The Panel also notes that Dr Bateman referred to “minor” labral pathology in the shoulder and that radiology reports refer to “no major rotator cuff” pathology. Whether pathology is minor and small or major and large is not the question for this Panel. The Panel is required to decide whether an injury is threshold or non-threshold in accordance with the statutory definition.
Section 1.6(2) provides that a complete or partial rupture of tendons, ligaments menisci or cartilage is not a soft tissue, threshold, injury for the purposes of the MAI Act.
The Panel has found that the claimant sustained a partial thickness tear of the supraspinatus tendon. That injury is a partial rupture of a tendon and is not a threshold injury.
The Panel has also found that the claimant sustained a tear of the labrum. The labrum is a fibrous cartilage that surrounds the head of the humerus bone. A tear of it is a partial rupture of cartilage and is not a threshold injury.
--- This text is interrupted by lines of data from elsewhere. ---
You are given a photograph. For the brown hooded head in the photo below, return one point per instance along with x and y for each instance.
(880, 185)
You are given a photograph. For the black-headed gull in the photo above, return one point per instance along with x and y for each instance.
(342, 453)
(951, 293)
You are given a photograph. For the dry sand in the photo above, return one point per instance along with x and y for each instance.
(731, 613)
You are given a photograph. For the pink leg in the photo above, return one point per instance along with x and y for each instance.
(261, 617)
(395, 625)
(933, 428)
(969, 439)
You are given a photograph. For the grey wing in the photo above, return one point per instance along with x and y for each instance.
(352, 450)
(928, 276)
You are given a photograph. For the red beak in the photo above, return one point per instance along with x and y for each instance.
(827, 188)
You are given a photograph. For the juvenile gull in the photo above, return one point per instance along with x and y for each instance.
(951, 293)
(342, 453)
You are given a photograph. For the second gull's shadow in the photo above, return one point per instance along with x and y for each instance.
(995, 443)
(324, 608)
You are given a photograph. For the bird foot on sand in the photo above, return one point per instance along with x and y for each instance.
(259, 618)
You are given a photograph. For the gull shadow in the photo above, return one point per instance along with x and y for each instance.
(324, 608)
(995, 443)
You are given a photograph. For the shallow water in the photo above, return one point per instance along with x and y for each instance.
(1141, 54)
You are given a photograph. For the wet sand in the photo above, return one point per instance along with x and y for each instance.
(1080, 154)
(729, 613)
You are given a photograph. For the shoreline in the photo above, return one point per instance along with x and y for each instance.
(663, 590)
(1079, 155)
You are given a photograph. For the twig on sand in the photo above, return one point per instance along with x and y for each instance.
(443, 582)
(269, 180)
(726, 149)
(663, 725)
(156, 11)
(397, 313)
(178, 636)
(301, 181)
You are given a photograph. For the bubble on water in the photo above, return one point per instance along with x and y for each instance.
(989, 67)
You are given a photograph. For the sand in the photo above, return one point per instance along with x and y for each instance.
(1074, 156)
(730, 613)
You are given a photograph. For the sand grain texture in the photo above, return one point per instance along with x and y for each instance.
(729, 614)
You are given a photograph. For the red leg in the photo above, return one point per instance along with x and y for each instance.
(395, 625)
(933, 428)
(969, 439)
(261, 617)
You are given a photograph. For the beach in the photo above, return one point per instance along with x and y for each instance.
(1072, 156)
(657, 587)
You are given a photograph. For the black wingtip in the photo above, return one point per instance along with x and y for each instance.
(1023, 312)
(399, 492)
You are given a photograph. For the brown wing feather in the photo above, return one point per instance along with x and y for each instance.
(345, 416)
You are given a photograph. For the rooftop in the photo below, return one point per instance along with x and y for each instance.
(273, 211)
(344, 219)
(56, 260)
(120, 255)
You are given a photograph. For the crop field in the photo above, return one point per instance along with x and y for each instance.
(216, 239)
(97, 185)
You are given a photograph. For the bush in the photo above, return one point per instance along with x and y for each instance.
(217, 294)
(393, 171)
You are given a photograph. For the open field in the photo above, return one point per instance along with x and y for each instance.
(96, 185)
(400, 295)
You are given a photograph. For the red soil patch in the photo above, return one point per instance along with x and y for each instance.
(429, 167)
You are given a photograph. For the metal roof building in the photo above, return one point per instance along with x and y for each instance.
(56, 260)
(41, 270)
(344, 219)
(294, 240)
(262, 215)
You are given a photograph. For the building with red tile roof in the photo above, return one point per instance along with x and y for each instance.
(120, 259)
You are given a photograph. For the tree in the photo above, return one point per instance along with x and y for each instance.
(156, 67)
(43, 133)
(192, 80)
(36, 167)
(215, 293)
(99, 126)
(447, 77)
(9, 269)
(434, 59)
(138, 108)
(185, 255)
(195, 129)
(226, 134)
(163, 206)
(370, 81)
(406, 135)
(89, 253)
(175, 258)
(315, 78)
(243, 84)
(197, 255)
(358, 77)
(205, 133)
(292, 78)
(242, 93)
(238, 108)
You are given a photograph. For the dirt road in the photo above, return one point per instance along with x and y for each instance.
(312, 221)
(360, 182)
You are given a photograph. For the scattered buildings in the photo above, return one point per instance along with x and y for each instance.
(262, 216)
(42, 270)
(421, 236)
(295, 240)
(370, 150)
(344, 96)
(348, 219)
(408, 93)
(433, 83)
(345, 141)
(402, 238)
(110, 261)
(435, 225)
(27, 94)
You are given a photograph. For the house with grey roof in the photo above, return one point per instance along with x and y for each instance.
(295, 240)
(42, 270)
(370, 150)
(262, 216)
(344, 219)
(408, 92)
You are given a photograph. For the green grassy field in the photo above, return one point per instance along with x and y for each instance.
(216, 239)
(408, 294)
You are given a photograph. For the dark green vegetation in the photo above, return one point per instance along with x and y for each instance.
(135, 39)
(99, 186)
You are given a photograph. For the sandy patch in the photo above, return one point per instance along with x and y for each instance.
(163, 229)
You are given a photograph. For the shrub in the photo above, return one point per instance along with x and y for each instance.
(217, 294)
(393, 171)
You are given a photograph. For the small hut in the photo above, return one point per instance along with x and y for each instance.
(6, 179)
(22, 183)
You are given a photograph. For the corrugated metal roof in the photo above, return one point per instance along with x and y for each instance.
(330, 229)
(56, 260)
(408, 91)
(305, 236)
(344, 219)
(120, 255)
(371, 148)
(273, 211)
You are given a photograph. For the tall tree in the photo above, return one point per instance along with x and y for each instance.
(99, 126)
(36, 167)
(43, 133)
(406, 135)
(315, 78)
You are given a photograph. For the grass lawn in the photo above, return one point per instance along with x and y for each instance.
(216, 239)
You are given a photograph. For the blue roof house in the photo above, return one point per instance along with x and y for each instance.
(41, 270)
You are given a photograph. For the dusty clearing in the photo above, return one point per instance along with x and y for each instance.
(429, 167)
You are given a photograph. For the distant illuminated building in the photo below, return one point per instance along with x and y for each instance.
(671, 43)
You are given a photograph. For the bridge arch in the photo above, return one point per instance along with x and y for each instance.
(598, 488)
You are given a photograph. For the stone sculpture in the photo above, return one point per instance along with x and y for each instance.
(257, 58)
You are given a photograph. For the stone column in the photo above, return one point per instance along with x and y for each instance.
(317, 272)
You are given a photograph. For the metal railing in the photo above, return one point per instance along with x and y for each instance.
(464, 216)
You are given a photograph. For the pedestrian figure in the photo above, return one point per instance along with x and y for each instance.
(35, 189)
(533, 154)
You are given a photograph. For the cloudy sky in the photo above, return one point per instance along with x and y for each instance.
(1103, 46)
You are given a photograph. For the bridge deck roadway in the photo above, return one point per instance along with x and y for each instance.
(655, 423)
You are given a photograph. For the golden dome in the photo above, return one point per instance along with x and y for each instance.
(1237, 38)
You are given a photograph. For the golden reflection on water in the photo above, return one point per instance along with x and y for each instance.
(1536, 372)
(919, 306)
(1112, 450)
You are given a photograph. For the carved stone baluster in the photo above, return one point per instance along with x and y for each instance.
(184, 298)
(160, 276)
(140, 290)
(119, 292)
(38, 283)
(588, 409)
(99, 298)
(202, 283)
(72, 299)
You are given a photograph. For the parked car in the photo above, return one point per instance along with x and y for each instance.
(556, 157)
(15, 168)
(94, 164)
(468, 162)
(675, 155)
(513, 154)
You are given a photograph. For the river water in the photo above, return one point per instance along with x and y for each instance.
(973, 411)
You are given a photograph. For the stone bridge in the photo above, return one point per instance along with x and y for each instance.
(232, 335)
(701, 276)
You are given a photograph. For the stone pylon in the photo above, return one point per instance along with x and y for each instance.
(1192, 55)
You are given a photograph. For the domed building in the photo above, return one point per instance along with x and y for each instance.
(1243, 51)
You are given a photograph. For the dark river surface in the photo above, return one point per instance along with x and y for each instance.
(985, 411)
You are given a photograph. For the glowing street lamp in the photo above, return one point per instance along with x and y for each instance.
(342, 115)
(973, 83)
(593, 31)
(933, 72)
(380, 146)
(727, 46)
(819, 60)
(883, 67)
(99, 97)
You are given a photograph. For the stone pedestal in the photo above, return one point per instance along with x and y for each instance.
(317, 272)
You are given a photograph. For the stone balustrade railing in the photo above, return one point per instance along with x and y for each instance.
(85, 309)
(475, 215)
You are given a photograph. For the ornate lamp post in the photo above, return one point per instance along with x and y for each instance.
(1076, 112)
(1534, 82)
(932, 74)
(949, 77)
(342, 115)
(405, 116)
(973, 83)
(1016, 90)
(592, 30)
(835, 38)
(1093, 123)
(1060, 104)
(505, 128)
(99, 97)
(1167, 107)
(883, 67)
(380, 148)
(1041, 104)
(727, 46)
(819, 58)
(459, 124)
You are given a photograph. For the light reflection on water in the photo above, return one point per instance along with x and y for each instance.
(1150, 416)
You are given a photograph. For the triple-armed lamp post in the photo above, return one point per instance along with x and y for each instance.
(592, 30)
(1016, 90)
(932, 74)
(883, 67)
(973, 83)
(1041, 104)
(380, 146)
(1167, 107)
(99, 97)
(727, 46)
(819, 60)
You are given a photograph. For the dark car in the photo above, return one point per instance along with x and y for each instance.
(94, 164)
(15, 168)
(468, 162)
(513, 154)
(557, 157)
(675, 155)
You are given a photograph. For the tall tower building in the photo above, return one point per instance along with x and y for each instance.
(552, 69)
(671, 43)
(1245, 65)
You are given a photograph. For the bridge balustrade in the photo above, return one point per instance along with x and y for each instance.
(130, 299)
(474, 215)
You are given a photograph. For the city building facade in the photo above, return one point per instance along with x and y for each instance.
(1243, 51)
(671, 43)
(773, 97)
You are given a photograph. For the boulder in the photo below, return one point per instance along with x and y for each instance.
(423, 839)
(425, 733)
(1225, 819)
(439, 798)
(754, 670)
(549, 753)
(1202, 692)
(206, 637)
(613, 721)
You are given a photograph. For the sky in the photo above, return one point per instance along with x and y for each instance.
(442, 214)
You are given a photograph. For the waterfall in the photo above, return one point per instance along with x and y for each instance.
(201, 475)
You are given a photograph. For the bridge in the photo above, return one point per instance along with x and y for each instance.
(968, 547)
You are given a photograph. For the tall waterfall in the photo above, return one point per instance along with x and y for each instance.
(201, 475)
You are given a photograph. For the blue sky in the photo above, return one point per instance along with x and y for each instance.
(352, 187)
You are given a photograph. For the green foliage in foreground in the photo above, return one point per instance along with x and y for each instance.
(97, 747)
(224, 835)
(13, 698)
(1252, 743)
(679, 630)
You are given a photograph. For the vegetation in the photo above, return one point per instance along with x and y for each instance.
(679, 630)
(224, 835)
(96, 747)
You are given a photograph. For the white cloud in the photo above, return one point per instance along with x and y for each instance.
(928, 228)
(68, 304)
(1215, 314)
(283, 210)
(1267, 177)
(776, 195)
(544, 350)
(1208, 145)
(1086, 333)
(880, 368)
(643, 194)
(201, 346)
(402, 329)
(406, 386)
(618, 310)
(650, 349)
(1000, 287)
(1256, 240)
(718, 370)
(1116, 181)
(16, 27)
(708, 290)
Because of these findings, the Panel does not consider it necessary to address causation of the right shoulder labral tear other than to repeat that the labrum is a soft tissue of fibrous cartilage and that any tear of it, partial or complete is, if caused an accident, not a threshold injury for the purposes of the MAI Act.
As the Panel has arrived at a different outcome to Medical Assessor Cameron, it follows therefore that his certificate must be revoked, and a fresh certificate issued.